What's in a Name

Given that Dermot Mulroney plays an aspiring country songwriter in Peter Bogdanovich's upcoming film The Thing Called Love, I attempt to score some points with the actor by offering to teach him the Achy Breaky dance, a diverting morsel of boot-scootin' footwork I picked up at a local country bar.

"Achy Breaky on the set of The Thing Called Love is not to be mentioned, referred to or discussed," proclaims the 29-year-old Mulroney, who, in jeans and flannel shirt, looks less like a Dermot than, say, a Clint, Garth or, dare I suggest, Billy Ray.

"Where did this dictum come from?" I ask.

"Me," the actor says proudly. "I've never heard the song and I want it to stay that way. It's prohibited. So is the word 'cute.' 'Swell' is what we're saying instead."

With the "you-know-what" dance out of the question, I decide to ask Mulroney, who numbers Young Guns, Longtime Companion and Bright Angel among his most "swell" screen offerings, how long he's been passionate about country music. "From my early childhood," he says. "My brother's an actor--his name is Kieran. To the rest of your kindergarten class, that sounds like 'Karen,' so my dad brought home a Johnny Cash album that had the song 'A Boy Named Sue' on it and our lives were changed at that moment."

It was around this time that Mulroney first picked up the cello, an instrument he continues to play, along with the mandolin and the guitar. His musical background came in handy on The Thing Called Love--Dermot, like his co-stars River Phoenix and Samantha Mathis, has to sing two songs in the film. "I've been working on how to sing one of the songs badly and one of the songs well," he explains, whipping out a demo tape. Seems his character can't get a handle on genuine country singing until he's dealt a good old-fashioned dose of heartbreak by Samantha Mathis's character.

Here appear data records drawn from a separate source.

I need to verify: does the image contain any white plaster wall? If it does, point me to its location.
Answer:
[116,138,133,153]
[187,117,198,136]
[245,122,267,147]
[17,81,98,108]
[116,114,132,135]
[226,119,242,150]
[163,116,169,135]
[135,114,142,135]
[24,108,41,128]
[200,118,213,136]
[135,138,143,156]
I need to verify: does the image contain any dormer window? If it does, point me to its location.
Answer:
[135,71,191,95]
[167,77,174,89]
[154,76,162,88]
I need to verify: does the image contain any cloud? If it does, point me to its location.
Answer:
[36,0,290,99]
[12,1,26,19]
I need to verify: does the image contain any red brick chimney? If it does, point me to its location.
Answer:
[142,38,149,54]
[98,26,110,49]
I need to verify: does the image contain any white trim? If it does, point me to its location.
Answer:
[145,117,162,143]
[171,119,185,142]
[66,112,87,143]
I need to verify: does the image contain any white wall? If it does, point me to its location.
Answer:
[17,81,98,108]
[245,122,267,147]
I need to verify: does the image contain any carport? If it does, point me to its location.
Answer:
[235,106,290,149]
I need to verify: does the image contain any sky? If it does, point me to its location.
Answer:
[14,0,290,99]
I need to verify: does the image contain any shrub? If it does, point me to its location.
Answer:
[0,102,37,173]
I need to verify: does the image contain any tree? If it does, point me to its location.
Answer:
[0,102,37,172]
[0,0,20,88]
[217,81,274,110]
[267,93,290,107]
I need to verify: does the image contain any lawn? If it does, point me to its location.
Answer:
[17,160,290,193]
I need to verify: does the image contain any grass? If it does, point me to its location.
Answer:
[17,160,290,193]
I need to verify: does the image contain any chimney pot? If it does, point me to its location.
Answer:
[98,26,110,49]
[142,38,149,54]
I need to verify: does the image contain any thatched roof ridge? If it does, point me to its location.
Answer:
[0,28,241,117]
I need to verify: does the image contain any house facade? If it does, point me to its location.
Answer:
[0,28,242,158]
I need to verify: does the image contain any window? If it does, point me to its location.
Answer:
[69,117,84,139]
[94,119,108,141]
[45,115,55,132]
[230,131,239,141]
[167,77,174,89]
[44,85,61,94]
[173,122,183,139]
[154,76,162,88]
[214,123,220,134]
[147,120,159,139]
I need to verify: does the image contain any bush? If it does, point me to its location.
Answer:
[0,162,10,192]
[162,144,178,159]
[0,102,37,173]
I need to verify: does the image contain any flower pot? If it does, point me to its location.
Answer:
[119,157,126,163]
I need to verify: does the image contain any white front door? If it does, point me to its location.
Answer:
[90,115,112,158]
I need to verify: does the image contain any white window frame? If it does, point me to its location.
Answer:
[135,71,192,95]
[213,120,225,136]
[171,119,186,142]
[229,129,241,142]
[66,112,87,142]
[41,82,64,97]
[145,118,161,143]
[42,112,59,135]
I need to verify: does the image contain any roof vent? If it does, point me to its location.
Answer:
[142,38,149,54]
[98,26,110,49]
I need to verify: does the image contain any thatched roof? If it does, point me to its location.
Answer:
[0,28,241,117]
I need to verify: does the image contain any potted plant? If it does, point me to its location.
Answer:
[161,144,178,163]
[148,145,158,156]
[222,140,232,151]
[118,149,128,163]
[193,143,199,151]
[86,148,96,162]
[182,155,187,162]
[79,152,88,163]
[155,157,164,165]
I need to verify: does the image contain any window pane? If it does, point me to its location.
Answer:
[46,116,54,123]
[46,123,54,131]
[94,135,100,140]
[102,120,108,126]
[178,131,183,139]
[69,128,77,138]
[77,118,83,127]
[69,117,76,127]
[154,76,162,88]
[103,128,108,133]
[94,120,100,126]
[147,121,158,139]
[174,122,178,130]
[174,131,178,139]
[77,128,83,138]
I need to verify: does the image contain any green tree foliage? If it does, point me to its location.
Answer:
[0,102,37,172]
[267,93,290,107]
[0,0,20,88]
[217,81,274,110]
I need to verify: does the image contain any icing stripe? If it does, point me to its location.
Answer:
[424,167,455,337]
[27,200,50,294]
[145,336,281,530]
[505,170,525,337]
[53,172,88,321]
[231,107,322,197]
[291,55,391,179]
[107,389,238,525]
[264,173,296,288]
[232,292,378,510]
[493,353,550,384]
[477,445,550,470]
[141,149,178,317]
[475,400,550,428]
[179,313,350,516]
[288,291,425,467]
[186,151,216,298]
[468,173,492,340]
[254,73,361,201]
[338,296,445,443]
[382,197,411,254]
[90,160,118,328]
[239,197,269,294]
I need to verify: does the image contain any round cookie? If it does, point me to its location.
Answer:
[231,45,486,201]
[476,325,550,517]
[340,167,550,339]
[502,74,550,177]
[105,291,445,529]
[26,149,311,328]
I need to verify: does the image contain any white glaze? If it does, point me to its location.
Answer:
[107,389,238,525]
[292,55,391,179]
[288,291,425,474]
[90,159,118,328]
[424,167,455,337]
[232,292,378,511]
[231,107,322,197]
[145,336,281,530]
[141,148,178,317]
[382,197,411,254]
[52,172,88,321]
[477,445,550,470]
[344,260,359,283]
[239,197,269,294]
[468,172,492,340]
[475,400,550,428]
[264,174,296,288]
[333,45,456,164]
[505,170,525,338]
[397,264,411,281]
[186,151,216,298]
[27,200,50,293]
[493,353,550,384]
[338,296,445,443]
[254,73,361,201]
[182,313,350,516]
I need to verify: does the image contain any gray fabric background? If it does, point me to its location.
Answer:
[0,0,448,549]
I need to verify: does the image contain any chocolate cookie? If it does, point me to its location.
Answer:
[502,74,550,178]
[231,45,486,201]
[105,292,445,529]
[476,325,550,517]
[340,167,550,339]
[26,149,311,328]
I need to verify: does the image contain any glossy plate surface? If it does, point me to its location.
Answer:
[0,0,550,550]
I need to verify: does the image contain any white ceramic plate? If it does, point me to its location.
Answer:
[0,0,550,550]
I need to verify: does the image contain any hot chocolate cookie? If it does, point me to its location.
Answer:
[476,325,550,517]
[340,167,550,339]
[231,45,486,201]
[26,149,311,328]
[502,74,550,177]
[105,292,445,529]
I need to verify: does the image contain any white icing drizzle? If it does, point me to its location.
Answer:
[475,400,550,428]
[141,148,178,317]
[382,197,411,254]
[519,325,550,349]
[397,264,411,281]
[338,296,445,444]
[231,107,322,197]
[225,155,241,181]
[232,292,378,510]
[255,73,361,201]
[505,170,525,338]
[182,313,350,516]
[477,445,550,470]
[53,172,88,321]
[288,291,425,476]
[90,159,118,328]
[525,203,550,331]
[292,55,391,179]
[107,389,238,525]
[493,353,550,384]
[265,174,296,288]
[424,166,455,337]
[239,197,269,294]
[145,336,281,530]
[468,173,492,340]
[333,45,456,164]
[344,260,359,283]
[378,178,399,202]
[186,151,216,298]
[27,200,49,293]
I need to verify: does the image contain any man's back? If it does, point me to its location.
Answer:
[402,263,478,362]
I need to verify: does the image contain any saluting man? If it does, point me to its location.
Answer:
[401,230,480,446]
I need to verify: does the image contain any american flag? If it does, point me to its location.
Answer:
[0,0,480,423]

So the lousy song is pre-heartbreak, and the good one is post. The problem is, Dermot sounds just fine on the demo tape in both songs. If he didn't, I suggest, he could simply lie and say he's Dylan McDermott. "Is it just me," I ask, "or do other people get you two confused?"

"Yeah," laments the actor. "It's the 'Dermot.' It must be."

"If we scrambled the letters and bought a few vowels, you'd be him," I suggest.

"I'd have to buy an A, a C, a D and a T," figures Mulroney. "We've had a couple of laughs about it. I've used him at his expense time and time again, and I would hope that he's done the same with me. One day we'll work together, and then it'll be real havoc."